Another illuminating aspect of the book is Brekus’s contention that evangelicalism took on certain aspects of Enlightenment epistemology, particularly the drive for certainty and experiential evidence. While the desire for signs of God’s work is as old as Christianity itself, evangelicals’ heightened pursuit of evidence in the eighteenth century reflected a growing push for empirical proof. Thus, as Brekus notes, “by writing a memoir she had given her life a new religious meaning, and whenever she longed for tangible evidence of her salvation she would sit down to reread her story” (133). That “distinctly evangelical” story that found assurance to greater degrees than earlier Puritans was “the story of all those who belonged to the first generation of evangelicals in America” (133). In many ways, that desire for empirical proof of a work of God continues to mark evangelicals down to our own day.
With Brekus’s emphasis on setting Osborn in her world, one caution about contextualizing people should be noted. Readers could walk away thinking that any given individual’s view of the world can be fully explained by intellectual, social, cultural, and even religious movements. In other words, one may think that Sarah Osborn is completely and solely a product of her age. But for people like Osborn, elements outside of their milieu also influenced their development, in her case the Bible and the historic Christian faith. Overall, Brekus does a great job of presenting this tension between the historic and contemporary influences in her book, but the observation bears repeating to remind readers to hold onto that tension in their understanding of Osborn and others.
I was also struck by the way Brekus turned to modern psychology to explain Sarah’s emotions and analysis of her own experience. At times it seemed implied that in light of modern social science, Sarah’s spiritual explanations for her emotions in trials can be explained by psychology—that is, that Sarah got it wrong. Some readers may mistakenly take this implication in a direction that fails to do justice to Osborn in her world. That’s why Brekus still allowed Sarah to speak for herself. In fact, I think what Brekus really aimed to do in these cases was to show how different Sarah’s world is from ours. In that respect she succeeds exceedingly, and I think that is the best light in which to read these discussions.
Brekus’s volume is a first-rate piece of scholarship, brimming with footnotes that connect Osborn and her writings to a vast body of literature on religion in eighteenth-century America. And the images Brekus includes in her monograph—of people from the time, Sarah Osborn’s memoir, maps—complement her discussion nicely. I highly recommend this book and believe the reader will find benefit from reading it alongside Thomas Kidd’s The Great Awakening (Yale University Press, 2007), another excellent volume on evangelicalism in colonial America.

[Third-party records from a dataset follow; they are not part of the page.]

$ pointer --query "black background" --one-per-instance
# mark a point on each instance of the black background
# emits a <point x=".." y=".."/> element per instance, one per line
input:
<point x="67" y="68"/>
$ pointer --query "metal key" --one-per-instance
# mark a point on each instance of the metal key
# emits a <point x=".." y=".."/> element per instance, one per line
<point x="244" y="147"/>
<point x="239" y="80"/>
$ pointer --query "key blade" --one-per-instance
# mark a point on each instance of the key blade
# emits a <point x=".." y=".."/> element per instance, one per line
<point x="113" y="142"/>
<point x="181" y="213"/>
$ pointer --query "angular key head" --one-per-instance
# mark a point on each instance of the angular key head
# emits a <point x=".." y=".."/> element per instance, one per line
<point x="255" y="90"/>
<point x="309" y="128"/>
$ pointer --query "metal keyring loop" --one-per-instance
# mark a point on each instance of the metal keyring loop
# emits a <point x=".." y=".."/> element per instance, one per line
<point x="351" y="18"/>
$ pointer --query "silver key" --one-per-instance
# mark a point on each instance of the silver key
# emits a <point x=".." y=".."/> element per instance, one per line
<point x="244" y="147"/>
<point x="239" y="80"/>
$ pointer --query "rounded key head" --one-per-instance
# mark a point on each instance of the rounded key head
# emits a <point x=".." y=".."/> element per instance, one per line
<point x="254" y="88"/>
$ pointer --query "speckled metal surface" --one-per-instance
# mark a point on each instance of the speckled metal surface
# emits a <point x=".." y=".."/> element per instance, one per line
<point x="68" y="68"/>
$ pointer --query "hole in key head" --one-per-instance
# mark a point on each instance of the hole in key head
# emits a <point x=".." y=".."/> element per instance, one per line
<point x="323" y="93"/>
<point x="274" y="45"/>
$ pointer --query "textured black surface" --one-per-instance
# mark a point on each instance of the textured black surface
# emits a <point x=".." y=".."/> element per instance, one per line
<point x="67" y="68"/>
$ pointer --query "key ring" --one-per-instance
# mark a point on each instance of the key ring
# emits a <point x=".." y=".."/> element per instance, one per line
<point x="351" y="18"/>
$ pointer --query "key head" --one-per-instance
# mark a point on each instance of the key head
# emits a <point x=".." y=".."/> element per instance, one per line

Sarah’s is a riveting story, and Brekus’s presentation of it does full justice to the drama of her life. And she does more. She shows us what eighteenth-century evangelicalism looked like on the ground through the twists and turns of Sarah’s story. Whoever picks up Sarah Osborn’s World will find historical treasures.
*Full Disclosure: I received a complimentary copy of this book from the publisher in exchange for my honest review.